I need help with these. I'm so confused! Thanks!

1.) An F-14 Tomcat fighter jet goes from rest to a speed of 75m/s in 2.5 s. What is the acceleration?

2.) Preston tossed a red ball upward and it reaches a maximum height of 3.0m What is the final velocity when it returns to Preston's hand?

acceleration = change in velocity / change in time

same as speed on the way up, but down not up or in other words it falls from 3 meters up

m g h = (1/2) m v^2
so
v = -sqrt(2 g h) = -sqrt ( 2 * 9.81 * 3)

Sure! I can help you with those.

1) To find the acceleration, we can use the formula: acceleration (a) = change in velocity (Δv) / time (t). In this case, the change in velocity is from rest (0 m/s) to 75 m/s, and the time is 2.5 seconds.

So, the formula becomes: a = (75 m/s - 0 m/s) / 2.5 s

Simplifying the equation, we get: a = 75 m/s / 2.5 s

By performing the division, we find that the acceleration is 30 m/s².
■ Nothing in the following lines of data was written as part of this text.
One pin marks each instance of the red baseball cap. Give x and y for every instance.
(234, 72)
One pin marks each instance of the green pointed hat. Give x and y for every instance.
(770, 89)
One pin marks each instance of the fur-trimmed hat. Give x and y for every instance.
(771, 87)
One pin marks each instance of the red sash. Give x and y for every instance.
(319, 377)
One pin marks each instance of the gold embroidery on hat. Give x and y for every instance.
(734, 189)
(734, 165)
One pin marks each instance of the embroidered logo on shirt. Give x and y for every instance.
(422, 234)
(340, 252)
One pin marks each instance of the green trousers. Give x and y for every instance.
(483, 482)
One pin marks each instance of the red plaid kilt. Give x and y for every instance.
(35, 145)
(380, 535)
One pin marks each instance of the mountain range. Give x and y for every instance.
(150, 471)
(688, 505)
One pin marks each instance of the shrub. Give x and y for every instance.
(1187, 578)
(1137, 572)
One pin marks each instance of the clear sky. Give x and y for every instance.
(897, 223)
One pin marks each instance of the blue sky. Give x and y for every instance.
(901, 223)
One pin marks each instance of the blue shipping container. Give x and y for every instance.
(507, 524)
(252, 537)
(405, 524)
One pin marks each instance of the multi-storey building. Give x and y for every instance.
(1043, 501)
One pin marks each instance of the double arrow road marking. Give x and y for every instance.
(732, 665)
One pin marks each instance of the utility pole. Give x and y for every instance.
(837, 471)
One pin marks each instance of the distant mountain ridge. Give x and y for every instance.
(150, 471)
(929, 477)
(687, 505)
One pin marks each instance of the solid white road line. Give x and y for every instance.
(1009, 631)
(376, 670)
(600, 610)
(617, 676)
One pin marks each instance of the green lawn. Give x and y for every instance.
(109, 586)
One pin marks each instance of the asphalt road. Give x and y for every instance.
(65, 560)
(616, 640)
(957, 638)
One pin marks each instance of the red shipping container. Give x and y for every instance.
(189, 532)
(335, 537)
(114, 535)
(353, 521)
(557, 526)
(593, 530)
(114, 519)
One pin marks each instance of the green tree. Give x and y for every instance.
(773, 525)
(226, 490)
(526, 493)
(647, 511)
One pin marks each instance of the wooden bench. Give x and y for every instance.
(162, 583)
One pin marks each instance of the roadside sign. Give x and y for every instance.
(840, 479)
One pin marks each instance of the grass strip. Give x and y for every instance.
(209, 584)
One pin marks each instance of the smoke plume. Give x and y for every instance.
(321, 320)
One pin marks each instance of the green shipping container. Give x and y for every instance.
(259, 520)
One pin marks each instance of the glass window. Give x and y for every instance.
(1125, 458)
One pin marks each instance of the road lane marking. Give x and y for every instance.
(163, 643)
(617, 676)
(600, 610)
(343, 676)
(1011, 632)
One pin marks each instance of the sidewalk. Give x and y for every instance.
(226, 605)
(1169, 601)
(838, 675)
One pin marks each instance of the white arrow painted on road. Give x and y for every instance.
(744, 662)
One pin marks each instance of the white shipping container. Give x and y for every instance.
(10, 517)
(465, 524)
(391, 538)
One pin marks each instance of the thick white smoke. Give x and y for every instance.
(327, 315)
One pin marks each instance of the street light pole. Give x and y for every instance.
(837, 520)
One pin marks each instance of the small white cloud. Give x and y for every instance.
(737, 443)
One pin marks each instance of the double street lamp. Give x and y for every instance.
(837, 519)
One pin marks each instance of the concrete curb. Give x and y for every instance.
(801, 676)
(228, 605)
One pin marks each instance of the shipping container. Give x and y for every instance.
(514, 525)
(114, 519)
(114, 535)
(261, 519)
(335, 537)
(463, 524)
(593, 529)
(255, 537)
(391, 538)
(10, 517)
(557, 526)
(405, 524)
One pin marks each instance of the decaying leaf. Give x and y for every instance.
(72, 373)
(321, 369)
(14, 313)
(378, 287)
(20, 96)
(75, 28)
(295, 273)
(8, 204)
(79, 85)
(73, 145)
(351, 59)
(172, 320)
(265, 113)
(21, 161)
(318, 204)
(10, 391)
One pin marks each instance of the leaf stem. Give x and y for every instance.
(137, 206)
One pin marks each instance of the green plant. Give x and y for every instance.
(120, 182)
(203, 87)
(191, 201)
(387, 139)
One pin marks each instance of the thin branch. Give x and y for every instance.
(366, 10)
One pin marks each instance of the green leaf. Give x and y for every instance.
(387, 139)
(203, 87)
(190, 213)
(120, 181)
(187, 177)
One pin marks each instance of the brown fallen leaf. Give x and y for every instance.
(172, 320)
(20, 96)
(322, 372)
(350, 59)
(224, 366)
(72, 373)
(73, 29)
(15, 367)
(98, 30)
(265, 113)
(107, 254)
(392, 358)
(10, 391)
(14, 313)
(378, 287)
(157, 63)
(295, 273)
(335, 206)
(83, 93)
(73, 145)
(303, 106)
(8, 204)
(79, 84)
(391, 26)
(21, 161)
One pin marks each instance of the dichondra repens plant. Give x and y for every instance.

2) When the ball returns to Preston's hand, its final velocity will be the same as its initial velocity (since the ball will have the same magnitude of velocity but in the opposite direction). In this case, the initial velocity is the velocity at the maximum height (when the ball stopped and started moving downward) and the magnitude was 0 m/s.

Therefore, the final velocity when the ball returns to Preston's hand is 0 m/s.